My face was blank. The bullet left the deer without even enough energy to close his big eyes. Everything about him was big, and when he died he was looking up at me, seeing if I would cry. I didn’t cry when my dad ripped through its abdomen with his knife, spilling its guts into an old stained bucket. And I didn’t cry when my dad brought its head home in a box so he could nail it to our storage room wall. Although I have remained somewhat acceptable by my dad, I know my suppressed emotions will one day get the better of me.
The Baby
Today was the day. I slowly rose from the bed and wiped the sleep from my eyes. Honestly I was too tired to be excited that my wait was finally over. I was less than enthusiastic even though I had been praying for this day since my second sister had been born. Half asleep and incoherent, I stumbled into my Dad. Catching me, he asks, “Can you believe how fast it happened?”

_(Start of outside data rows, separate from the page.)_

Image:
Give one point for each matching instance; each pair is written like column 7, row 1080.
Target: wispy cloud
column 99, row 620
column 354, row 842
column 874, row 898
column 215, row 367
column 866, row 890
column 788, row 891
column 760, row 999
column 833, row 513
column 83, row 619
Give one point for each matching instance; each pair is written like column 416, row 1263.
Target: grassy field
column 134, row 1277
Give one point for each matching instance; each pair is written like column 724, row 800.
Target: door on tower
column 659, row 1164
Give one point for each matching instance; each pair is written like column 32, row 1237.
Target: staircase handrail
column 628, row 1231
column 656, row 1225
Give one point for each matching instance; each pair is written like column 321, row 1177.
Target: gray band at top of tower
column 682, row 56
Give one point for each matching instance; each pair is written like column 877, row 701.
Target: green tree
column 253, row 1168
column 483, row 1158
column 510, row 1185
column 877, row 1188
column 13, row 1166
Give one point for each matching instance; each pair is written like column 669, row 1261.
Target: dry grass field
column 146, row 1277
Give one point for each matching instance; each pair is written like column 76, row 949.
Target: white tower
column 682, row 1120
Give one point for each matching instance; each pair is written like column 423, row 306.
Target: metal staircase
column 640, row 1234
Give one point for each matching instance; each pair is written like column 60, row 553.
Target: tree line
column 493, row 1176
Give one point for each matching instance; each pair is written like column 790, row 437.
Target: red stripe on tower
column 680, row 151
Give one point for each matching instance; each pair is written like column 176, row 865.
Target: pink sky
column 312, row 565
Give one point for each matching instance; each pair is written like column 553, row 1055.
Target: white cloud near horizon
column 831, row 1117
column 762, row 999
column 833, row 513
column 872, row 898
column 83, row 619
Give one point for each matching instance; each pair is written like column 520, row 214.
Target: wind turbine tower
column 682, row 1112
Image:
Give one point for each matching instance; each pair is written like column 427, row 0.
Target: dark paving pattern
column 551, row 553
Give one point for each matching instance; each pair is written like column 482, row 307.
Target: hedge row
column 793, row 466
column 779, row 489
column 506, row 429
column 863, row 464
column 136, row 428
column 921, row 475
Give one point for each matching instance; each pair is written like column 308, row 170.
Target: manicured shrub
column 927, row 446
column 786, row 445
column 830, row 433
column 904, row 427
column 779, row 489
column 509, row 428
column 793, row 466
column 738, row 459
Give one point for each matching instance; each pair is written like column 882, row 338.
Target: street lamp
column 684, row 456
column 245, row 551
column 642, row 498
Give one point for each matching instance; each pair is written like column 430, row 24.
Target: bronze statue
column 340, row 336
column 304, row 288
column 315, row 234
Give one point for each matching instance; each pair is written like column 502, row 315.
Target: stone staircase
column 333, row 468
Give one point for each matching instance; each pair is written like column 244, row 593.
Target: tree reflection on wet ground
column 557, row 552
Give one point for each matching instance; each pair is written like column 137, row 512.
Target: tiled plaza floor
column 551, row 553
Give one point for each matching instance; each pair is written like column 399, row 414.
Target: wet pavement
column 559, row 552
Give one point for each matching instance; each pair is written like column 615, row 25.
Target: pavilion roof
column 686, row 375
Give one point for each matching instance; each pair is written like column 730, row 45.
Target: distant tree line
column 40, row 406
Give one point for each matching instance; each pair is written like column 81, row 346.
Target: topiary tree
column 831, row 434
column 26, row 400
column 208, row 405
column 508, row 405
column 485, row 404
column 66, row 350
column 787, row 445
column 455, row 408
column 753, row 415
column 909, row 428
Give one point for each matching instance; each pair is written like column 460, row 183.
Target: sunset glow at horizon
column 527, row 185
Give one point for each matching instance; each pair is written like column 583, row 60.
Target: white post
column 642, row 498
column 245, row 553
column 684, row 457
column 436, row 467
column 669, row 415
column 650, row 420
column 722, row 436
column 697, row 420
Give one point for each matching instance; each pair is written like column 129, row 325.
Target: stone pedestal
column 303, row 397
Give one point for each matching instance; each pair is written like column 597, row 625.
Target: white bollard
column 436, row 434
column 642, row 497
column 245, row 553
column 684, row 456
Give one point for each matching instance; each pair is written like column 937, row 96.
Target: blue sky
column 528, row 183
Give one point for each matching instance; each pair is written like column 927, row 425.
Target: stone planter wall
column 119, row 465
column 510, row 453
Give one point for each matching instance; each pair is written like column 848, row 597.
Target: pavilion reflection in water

“Fast?” I thought to my self. I guess everything takes forever when you’re twelve with a bad case of ADD, including the 60 mile trip that took eight hours. It seemed like I had played through every GameBoy game at my disposal, and flipped through every boring, old, grown-up magazine in the stuffy waiting room by the time I was allowed to enter the crowded room. I instantly became surrounded by the familiar faces of relatives who greeted me with smiles and cheek pinching. At the back of the room a small blue something catches my eye. I head in closer and I see. My brother. My responsibility. My friend. The one who will always look up to me. The one who will try his best to be me. My best man. My little, wrinkled, perfect, beautiful brother.
I try to hide my tears as I approach the uncomfortable looking hospital bed, because cool kids don’t cry. When I’m finally beside the bed I ask my exhausted mother, “Can I hold him?” I didn’t even listen for an answer because I had already swept him into my arms and was breathing into his face. I looked into his eyes. He looked back. I was no long just a big brother, I was a role model.